Do you believe in your communication style? Before answering to this question, first you should be aware of your communication style. Therefore, in this blog post, I would like to make you familiar with what the “communication” is exactly and  the different types of communication styles in general.

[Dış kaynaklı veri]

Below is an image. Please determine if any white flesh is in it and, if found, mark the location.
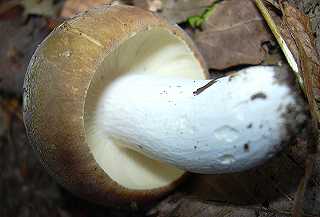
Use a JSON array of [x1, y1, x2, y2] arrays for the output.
[[97, 67, 303, 173], [85, 28, 204, 190]]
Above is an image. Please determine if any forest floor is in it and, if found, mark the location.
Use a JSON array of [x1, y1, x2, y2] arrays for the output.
[[0, 0, 320, 217]]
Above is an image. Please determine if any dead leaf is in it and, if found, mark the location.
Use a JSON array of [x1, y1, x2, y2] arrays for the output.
[[21, 0, 60, 17], [195, 0, 272, 69], [0, 15, 49, 96], [133, 0, 214, 23], [281, 3, 320, 217], [61, 0, 113, 17]]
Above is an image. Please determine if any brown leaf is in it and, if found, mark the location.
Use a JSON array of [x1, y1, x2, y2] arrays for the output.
[[282, 3, 320, 217], [21, 0, 60, 17], [195, 0, 272, 69], [61, 0, 113, 17], [133, 0, 214, 23], [0, 16, 49, 96]]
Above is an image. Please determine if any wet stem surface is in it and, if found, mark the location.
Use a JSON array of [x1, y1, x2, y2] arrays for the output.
[[0, 0, 320, 217]]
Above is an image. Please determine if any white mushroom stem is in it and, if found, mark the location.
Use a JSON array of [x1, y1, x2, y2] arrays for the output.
[[96, 67, 306, 173]]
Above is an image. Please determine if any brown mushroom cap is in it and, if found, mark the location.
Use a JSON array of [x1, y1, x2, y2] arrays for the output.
[[23, 5, 207, 205]]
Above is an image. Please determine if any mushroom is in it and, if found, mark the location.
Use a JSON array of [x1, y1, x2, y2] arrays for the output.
[[23, 5, 307, 204]]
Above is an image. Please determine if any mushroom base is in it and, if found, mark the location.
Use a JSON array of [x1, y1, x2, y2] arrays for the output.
[[85, 28, 205, 190]]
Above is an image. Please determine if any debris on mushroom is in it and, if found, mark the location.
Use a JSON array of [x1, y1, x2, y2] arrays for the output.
[[24, 5, 307, 204]]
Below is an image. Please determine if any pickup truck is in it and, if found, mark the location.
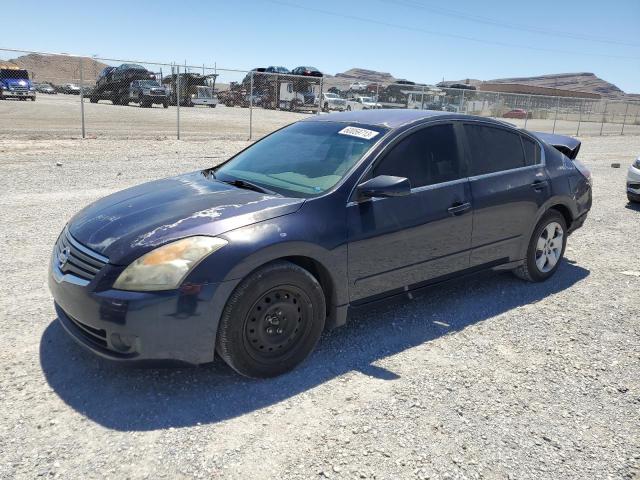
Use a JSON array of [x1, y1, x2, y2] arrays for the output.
[[0, 66, 36, 102], [129, 80, 169, 108], [347, 96, 382, 111]]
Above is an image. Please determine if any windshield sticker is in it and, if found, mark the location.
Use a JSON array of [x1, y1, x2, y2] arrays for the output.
[[338, 127, 380, 140]]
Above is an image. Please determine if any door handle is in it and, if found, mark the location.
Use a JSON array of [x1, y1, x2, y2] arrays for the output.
[[447, 202, 471, 215], [531, 180, 549, 192]]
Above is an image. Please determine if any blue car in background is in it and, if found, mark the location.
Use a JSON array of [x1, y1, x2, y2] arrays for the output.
[[0, 66, 36, 102], [49, 110, 591, 377]]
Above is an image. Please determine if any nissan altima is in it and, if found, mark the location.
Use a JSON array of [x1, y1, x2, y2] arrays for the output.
[[49, 110, 591, 377]]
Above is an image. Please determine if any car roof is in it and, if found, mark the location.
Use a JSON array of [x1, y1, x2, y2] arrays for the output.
[[303, 108, 513, 129]]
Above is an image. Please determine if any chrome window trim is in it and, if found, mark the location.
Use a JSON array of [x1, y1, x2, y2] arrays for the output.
[[347, 118, 469, 206]]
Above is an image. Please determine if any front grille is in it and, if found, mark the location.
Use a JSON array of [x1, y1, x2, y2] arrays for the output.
[[65, 312, 107, 348], [53, 228, 109, 280]]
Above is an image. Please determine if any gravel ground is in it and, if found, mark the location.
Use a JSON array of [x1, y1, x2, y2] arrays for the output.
[[0, 133, 640, 479], [0, 94, 640, 140]]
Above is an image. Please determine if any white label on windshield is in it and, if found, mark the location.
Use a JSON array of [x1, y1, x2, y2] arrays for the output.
[[338, 127, 380, 140]]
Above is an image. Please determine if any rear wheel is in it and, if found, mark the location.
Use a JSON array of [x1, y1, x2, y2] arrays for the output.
[[513, 210, 567, 282], [216, 261, 326, 378]]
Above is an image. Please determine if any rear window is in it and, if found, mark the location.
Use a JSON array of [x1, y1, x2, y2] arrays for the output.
[[464, 124, 526, 176]]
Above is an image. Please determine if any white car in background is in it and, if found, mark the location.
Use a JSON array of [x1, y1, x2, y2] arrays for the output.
[[349, 82, 369, 92], [322, 92, 347, 112], [627, 157, 640, 202], [347, 96, 382, 111]]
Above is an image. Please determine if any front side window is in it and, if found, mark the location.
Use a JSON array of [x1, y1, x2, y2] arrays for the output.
[[214, 121, 387, 197], [464, 124, 525, 175], [373, 124, 463, 188]]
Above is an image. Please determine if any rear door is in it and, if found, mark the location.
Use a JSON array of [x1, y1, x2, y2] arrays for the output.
[[464, 122, 550, 267], [347, 123, 472, 301]]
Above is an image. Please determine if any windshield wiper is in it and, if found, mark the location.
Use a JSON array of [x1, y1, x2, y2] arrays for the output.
[[221, 177, 280, 196]]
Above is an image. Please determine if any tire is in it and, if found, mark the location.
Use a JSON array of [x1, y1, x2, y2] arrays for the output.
[[216, 261, 326, 378], [513, 210, 567, 282]]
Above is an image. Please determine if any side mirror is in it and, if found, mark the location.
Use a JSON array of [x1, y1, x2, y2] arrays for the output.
[[357, 175, 411, 198]]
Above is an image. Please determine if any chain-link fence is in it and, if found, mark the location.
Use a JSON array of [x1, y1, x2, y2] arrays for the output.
[[0, 49, 640, 140]]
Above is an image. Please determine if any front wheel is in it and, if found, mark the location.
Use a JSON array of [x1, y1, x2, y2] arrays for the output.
[[216, 261, 326, 378], [513, 210, 567, 282]]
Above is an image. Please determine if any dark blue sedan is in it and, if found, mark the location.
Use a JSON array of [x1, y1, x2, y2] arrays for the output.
[[49, 110, 591, 377]]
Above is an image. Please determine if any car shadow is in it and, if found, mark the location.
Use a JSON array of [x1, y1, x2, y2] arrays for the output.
[[40, 262, 589, 431]]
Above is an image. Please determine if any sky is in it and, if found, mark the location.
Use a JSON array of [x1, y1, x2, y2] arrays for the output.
[[0, 0, 640, 93]]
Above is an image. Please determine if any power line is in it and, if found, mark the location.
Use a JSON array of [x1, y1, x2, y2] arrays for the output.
[[268, 0, 640, 61], [379, 0, 640, 47]]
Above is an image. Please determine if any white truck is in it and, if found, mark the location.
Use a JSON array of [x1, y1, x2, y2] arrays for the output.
[[347, 96, 382, 111]]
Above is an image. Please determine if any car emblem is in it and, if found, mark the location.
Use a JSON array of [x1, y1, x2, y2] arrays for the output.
[[58, 247, 69, 270]]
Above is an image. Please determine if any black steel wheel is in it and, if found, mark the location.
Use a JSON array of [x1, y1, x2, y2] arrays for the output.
[[216, 261, 326, 378]]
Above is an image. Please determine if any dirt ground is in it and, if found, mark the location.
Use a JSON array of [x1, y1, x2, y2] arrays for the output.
[[0, 132, 640, 480], [0, 94, 640, 140]]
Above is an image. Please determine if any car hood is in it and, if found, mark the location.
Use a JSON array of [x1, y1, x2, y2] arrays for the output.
[[69, 171, 304, 265]]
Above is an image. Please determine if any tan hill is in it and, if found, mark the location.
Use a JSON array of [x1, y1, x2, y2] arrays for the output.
[[9, 53, 107, 84], [487, 72, 625, 99]]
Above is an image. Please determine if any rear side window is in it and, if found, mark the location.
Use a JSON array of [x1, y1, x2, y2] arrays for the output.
[[522, 137, 540, 166], [373, 124, 462, 188], [464, 124, 525, 175]]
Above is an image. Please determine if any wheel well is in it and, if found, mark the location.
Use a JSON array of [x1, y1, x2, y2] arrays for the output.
[[280, 256, 335, 322], [549, 205, 573, 228]]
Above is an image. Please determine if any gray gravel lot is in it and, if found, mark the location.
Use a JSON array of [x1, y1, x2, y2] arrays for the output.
[[0, 133, 640, 479]]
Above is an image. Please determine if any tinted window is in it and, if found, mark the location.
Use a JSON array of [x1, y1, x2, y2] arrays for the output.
[[374, 124, 462, 188], [215, 121, 386, 197], [522, 137, 540, 166], [464, 125, 525, 175]]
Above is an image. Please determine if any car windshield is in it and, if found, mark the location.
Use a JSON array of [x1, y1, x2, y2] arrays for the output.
[[215, 121, 387, 198]]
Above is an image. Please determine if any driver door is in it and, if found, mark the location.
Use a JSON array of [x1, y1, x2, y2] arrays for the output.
[[347, 123, 472, 302]]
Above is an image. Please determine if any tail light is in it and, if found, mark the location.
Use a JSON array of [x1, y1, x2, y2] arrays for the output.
[[573, 158, 591, 185]]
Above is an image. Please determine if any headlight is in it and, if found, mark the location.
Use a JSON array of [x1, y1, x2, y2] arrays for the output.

Assuming that you are mostly speaking in Turkish even if you work at global company, it will be more meaningful and beneficial to discuss this topic in Turkish :).

İletişim çağında iletişimsizlik… Sizce de çok büyük bir ironi değil mi? İnsanlarla iletişim kurmak için geçmişe göre daha çok kanal varken herkes iletişim kopukluğundan, karşı tarafın kendisini anlamadığından şikayet ediyor. Ama kimse iğneyi kendine batırmıyor. Acaba ben nerede hata yapıyorum demiyor, hatta acaba ben hatalı mıyım diye sorgulamak bile aklına gelmiyor çoğu zaman. Çünkü suçu başkasına atfederek işin kolayına kaçmak DNA’larımızda var.

Bu iletişimsizlik sorunu bir de iş hayatına taşındı mı durum daha vahim olabiliyor. Haydi bakalım “Çık işin işinden çıkabilirsen!”. İnsanları iş değişikliğine götüren en büyük nedenlerden biri -daha fazla para kazanma isteği, artık doyum noktasına ulaşma ve öğrenmenin bittiğini düşünme ya da daha iyi bir pozisyona geçme arzusu gibi nedenleri bir kenara bırakacak olursak- yöneticileri ile ya da takım arkadaşları ile yaşadıkları sorunlardır. Bu sorunların altında yatan nedenlere odaklandığımız zaman gün yüzüne çıkan gerçek ise “iletişimsizlik”.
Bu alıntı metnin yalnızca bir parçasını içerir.